Let’s say I’m trying to run the following function many times on multiple cores:
@everywhere function test()
X = randn(800, 800)
Y = randn(800, 800)
Base.LinAlg.BLAS.axpy!(2.0, X, Y)
(The real function is vastly more complicated but also dominated by a BLAS call).
If I start up Julia with the some number of worker processes and run
julia> pmap(x -> test(), 1:length(workers()))
it appears to me from the CPU scaling that pmap is contending with the threads BLAS is using to run apxy!.
Even if I start up Julia with a single worker process, my eight-threaded Intel Core i7 appears to show 4 threads being used. This is also true after running
How do I spawn worker processes that won’t be competing with BLAS for resources?
Try setting the environment variable
OPENBLAS_NUM_THREADS = 1 before launching julia
BLAS.set_num_threads(1) didn’t fix it. Could you post a minimal example of this case?
So here’s a REPL session followed by a screenshot of CPU activity while the REPL was churning on the last statement. Julia v0.5.2, started with one process (which agrees with Activity Monitor). There were other processes running, ofc, but I don’t think that’s what I’m seeing in the image.

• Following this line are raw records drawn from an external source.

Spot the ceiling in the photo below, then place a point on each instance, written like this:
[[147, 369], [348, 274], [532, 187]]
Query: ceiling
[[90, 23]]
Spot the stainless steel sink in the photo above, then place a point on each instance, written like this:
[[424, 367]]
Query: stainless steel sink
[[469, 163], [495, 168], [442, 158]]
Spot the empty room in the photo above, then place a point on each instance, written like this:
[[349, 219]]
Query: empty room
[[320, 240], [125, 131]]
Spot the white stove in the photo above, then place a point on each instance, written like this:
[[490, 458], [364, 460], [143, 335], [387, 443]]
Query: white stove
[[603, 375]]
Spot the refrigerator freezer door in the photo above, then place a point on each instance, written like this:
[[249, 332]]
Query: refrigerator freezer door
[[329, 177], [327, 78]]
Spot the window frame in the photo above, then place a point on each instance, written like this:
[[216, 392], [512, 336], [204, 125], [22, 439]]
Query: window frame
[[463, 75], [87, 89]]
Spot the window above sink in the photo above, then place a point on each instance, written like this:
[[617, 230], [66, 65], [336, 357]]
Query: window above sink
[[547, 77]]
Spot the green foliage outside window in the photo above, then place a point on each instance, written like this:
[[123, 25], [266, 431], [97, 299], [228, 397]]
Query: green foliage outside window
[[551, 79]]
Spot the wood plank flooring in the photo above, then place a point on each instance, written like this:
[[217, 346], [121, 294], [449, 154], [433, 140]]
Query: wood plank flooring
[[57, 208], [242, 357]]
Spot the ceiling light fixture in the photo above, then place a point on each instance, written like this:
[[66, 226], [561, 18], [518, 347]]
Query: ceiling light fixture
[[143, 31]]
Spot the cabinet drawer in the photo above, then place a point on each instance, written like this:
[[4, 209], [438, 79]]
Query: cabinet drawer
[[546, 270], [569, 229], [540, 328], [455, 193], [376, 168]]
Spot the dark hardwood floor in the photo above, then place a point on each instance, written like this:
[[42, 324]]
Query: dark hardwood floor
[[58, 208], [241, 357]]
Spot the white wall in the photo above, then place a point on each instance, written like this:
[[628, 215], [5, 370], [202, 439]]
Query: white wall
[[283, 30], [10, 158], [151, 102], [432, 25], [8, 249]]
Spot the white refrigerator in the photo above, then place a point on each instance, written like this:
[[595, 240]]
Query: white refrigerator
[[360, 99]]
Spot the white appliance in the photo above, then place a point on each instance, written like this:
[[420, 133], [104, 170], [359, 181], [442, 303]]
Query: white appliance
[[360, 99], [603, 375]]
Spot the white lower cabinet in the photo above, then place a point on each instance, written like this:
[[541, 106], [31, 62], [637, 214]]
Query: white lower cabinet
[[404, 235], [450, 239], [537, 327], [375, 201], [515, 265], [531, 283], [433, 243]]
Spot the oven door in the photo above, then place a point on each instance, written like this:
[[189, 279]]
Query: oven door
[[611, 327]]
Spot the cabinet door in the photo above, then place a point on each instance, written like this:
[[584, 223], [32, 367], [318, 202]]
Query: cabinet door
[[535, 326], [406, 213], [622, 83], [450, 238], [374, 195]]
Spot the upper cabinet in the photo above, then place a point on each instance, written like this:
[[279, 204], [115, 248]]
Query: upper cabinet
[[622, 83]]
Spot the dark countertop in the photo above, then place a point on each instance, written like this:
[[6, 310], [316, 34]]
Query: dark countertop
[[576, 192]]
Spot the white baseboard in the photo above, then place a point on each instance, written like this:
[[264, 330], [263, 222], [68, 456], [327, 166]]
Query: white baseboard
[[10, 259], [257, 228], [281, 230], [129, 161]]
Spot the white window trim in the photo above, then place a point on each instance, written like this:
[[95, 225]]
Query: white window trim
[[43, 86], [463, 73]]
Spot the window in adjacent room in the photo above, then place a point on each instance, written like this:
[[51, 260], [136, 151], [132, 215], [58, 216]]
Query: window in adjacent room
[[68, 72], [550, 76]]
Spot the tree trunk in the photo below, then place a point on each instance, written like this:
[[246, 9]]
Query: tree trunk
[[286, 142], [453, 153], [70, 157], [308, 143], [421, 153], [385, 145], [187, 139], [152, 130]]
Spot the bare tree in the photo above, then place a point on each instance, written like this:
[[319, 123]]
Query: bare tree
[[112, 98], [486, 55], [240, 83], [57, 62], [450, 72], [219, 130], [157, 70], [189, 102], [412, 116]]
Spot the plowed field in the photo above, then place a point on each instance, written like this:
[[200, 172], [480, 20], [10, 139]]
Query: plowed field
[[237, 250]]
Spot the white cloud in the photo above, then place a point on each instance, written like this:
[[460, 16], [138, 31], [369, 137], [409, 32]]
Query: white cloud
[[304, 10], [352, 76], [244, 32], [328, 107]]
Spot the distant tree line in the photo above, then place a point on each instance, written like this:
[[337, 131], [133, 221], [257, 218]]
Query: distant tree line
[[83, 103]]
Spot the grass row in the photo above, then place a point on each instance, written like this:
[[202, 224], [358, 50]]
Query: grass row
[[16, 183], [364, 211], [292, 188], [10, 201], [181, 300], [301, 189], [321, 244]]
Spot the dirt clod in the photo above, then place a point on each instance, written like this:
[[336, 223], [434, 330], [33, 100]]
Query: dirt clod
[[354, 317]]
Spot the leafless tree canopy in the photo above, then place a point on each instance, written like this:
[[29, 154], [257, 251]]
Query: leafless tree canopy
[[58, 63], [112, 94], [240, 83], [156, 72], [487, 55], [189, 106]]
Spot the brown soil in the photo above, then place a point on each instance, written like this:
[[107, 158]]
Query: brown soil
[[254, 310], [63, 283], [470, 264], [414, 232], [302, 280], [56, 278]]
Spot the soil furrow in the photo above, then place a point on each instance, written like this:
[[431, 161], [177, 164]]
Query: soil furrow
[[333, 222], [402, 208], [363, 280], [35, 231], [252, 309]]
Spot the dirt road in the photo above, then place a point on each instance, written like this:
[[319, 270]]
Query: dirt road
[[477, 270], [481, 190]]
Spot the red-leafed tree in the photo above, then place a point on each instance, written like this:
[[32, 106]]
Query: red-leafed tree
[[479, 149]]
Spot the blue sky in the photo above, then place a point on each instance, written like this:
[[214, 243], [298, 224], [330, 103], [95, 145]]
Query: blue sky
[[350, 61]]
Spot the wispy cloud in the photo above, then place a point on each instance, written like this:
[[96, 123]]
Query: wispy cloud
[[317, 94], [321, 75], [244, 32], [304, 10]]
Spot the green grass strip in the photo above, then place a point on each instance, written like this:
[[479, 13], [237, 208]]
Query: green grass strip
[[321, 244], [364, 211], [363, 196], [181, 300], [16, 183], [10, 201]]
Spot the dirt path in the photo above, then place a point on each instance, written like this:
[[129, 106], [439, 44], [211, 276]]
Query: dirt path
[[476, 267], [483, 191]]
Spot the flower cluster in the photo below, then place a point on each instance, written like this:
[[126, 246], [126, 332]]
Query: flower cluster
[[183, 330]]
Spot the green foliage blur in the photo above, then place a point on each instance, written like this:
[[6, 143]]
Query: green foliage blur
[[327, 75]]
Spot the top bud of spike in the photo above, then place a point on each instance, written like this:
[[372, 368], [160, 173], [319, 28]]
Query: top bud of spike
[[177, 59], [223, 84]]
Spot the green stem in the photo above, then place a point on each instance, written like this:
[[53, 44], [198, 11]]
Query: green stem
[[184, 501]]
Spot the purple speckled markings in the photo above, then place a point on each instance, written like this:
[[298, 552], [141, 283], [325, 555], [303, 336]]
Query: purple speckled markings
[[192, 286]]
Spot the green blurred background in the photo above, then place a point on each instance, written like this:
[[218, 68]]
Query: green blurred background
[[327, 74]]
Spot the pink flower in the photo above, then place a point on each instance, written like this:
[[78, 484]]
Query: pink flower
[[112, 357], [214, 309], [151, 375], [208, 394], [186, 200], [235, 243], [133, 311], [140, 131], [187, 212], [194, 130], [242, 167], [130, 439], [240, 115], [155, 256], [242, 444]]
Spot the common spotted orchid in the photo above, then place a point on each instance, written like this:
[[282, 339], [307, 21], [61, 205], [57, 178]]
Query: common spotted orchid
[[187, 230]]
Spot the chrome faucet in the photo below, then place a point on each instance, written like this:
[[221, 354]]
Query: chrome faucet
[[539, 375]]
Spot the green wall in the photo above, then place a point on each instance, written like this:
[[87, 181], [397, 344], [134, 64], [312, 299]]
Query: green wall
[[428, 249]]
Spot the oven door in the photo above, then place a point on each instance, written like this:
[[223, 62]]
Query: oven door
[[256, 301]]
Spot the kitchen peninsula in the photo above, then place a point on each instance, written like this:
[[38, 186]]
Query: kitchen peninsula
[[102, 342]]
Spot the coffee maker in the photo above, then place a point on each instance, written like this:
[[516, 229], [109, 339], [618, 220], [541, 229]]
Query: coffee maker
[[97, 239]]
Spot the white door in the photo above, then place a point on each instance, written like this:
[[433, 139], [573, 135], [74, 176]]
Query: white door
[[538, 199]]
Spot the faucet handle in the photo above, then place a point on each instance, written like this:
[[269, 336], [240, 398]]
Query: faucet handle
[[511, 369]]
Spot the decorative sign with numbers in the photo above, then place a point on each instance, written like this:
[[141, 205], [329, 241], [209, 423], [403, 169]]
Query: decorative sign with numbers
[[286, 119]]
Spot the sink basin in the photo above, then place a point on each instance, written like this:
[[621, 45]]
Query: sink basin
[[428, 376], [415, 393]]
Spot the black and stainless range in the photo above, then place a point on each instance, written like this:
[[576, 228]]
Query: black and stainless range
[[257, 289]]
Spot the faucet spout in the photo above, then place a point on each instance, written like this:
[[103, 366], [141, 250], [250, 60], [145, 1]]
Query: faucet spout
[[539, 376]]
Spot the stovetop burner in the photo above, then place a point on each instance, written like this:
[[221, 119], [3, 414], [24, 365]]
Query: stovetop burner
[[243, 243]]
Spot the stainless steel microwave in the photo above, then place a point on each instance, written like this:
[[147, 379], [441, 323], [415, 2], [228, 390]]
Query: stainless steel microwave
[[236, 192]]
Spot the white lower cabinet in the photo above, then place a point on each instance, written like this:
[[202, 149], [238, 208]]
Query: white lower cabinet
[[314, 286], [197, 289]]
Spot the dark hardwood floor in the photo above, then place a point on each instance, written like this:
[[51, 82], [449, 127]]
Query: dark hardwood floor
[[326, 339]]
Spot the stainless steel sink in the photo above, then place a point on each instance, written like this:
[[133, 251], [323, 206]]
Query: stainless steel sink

I’m not sure how to check what version of BLAS Julia is using, so that’s part of my problem, too.
_ _ _(_)_ | A fresh approach to technical computing
(_) | (_) (_) | Documentation: https://docs.julialang.org
_ _ _| |_ __ _ | Type "?help" for help.
| | | | | | |/ _` | |
| | |_| | | | (_| | | Version 0.5.2 (2017-05-06 16:34 UTC)
_/ |\__'_|_|_|\__'_| | Official http://julialang.org/ release
|__/ | x86_64-apple-darwin13.4.0
julia> A = rand(8000, 8000);
julia> b = rand(8000);
julia> c = zeros(8000);
julia> for i = 1:100; c += A \ b; end;
Paradoxically (imo), setting
OPENBLAS_NUM_THREADS=1, reopening Julia, and using the same REPL commands makes BLAS use the same four threads, but more fully.
If someone could explain what is going on here, I’d greatly appreciate it. I’m very confused.
I ran your example on Linux (unfortunately I don’t have mac to test on), and without specifying the number of threads blas should use,
top reported a steady 400% CPU usage (my machine has 4 logical CPUs). With
BLAS.set_num_threads(1), it was steady at 100%. Could you try using
top to measure CPU usage and report the numerical value? I’m wondering if this is a problem with the measurement and not with the actual CPU usage.
versioninfo() should show which BLAS library is used. (Your banner says “Official release” so it’s presumably OpenBLAS.) It should also show your processor model, and unless you have tweaked your system I expect it will confirm that you have 4 physical cores with hyperthreading.
You don’t say how you set OPENBLAS_NUM_THREADS, but it looks like it didn’t take. You can check that by displaying
ENV["OPENBLAS_NUM_THREADS"] in Julia. If it’s not set, OpenBLAS defaults to the number of physical cores on MacOS, which would explain your second chart. (This differs from Linux.) Note that CPU usage of 50% may mean full utilization - the extra virtual cores don’t have separate floating point units.
Your first chart [with
BLAS.set_num_threads(1)] seems to show the scheduler migrating Julia tasks between physical processors. I think this depends on the MacOS version and platform (some systems strive to balance the load on physical processors).
Ah, I’d forgotten that most operating systems try to do this. Thanks, I think that solves my problem. Sounds like BLAS.set_num_threads is working as intended.